Many readers are bristling over my statement, “It’s a free country, but I get queasy with boycotts to target disgusting but free speech.” One writes:
For your information, Mr. Sullivan, the only recourse we have against the revolting Rush Limbaugh is to boycott his advertisers. He’s got big, big money behind him and absolutely no sense of shame. I can think of no reason why the people of this country should be involuntarily exposed to the increasingly vicious and mendacious rants of this individual, when there is a way to dial him back. Nobody from the government is trying to stop him. His fellow citizens are simply exercising THEIR rights.
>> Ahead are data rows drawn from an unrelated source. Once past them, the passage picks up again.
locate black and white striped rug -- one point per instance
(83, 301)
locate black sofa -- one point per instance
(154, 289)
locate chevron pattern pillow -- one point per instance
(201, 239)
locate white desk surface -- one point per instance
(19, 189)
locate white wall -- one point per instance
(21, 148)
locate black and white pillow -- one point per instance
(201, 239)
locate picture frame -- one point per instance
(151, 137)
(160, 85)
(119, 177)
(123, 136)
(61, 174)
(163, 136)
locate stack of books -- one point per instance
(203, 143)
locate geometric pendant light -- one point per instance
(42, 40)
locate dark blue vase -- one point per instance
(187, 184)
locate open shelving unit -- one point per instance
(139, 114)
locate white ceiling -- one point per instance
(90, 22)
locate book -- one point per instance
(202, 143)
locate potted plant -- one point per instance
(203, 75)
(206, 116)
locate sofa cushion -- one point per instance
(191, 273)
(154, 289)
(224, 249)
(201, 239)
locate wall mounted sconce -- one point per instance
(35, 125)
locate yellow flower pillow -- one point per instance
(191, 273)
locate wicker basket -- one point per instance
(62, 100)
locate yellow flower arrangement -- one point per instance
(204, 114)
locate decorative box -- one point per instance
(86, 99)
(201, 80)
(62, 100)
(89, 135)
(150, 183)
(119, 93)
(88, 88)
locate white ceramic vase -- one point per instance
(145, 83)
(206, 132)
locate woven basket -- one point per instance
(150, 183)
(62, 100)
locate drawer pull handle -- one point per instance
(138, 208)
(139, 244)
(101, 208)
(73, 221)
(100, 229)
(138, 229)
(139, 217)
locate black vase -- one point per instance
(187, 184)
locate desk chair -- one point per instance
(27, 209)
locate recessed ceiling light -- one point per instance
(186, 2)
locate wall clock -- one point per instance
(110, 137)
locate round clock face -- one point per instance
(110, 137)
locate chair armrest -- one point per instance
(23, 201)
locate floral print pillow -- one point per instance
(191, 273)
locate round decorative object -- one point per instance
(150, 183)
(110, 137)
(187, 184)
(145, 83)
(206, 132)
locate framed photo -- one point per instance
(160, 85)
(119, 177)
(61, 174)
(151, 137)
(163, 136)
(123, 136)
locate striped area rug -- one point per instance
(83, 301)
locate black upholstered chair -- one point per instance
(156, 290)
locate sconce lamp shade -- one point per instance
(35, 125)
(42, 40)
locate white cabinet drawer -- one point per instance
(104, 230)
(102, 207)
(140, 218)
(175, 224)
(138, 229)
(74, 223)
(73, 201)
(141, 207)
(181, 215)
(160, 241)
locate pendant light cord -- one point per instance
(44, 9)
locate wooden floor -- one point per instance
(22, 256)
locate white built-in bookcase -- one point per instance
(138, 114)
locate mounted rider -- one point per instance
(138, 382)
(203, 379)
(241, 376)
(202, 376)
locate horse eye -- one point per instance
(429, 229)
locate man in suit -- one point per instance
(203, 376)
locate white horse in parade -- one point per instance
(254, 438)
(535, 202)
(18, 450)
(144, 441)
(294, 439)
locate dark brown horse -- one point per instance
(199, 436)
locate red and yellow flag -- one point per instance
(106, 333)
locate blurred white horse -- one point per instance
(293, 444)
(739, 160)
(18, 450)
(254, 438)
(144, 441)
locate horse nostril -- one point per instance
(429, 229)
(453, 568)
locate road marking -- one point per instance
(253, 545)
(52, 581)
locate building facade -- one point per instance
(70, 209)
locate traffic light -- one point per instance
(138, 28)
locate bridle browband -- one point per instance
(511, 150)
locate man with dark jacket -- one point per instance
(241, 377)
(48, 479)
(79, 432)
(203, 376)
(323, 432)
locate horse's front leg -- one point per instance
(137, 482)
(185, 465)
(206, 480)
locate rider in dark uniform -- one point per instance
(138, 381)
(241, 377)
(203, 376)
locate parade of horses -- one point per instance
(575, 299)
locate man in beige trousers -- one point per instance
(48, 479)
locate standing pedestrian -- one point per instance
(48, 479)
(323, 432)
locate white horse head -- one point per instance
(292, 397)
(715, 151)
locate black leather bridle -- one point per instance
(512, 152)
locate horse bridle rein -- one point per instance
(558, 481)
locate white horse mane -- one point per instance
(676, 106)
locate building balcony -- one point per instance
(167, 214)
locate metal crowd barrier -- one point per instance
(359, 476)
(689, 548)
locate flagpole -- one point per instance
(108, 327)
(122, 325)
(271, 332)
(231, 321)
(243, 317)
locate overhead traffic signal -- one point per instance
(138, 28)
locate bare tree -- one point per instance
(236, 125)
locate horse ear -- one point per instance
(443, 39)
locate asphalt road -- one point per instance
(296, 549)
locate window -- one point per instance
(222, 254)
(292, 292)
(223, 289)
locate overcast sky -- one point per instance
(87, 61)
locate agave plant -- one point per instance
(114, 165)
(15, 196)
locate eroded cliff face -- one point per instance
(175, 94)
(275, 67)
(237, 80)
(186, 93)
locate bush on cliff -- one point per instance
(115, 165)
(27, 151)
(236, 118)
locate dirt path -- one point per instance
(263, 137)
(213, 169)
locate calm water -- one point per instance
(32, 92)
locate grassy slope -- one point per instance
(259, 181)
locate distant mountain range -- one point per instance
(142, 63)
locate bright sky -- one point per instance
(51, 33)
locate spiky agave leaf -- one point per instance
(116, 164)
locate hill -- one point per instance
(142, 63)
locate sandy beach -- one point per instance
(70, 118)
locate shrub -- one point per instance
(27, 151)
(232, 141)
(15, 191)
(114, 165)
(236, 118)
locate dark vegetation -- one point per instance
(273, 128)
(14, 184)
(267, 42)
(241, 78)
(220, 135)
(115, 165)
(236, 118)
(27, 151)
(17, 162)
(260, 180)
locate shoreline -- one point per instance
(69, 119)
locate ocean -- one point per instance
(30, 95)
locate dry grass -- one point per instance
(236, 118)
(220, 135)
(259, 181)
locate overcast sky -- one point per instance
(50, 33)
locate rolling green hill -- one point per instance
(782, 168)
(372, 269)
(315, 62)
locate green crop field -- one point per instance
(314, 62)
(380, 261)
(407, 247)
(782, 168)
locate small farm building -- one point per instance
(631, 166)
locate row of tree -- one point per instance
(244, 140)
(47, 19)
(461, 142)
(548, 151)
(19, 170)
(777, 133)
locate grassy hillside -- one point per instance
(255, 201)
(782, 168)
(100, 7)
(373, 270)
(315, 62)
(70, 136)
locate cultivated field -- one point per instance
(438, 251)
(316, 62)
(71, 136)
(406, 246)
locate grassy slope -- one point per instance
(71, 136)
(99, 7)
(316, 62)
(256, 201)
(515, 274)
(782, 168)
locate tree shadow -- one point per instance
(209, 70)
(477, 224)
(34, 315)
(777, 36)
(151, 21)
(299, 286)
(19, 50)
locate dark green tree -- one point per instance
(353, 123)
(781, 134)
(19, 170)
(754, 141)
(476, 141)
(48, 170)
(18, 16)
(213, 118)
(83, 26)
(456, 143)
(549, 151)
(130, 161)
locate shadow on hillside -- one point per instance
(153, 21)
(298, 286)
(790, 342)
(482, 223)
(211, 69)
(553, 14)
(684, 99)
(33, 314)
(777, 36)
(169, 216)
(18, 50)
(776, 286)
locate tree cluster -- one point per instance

No one is involuntarily exposed to his poison; and he earned the big bucks by peddling this crap. That’s the American way. Yes, I’m relieved that the government is not intervening, but the First Amendment ensures that. The right way to counter his speech, in my view, is with speech, not threats to his livelihood. Another writes:
Free speech is my unabashed favorite of our constitutional protections. And as much as I loathe Limbaugh’s politics, public persona, and recent remarks, I’d side with you against anyone arguing that he shouldn’t be allowed to say those things, or that people shouldn’t be allowed to listen to him. But I fail to see how that’s happening here. Like anyone’s free speech, Limbaugh’s has consequences.
People are choosing not to listen to him, and they’re choosing to pull their financial support from the people who, by funding him, give tacit approval to his opinions and expressions. They’re voting with their feet and their dollars, and protesting what he said, not his right to say it. If Limbaugh’s loyal fans and listeners agree with his remarks, they can similarly pledge their patronage to other companies that might now step in to sponsor his show. So how is this particular form of protest anything but the free market in action?
Even if his radio show goes off the air – and I doubt it will – Rush will still be able to broadcast his views freely to the entire world over the Internet. His actual ability to speak and be heard might be more limited than it is now, but it won’t be stifled. The people behind this boycott are simply exercising their right not to financially support (directly or otherwise) the content of his discourse.
This is right, of course. And I am not saying that boycotts are somehow illegal or always disturbing. It simply remains a guiding principle of mine that you argue your case, you counter and expose arguments that don’t work, or lies that can be debunked, or smears that are disgusting. But I don’t like the desire to silence someone through economic pressure. It comes from an illiberal place.
We can be better than the Greater Israel lobby and its assorted backers.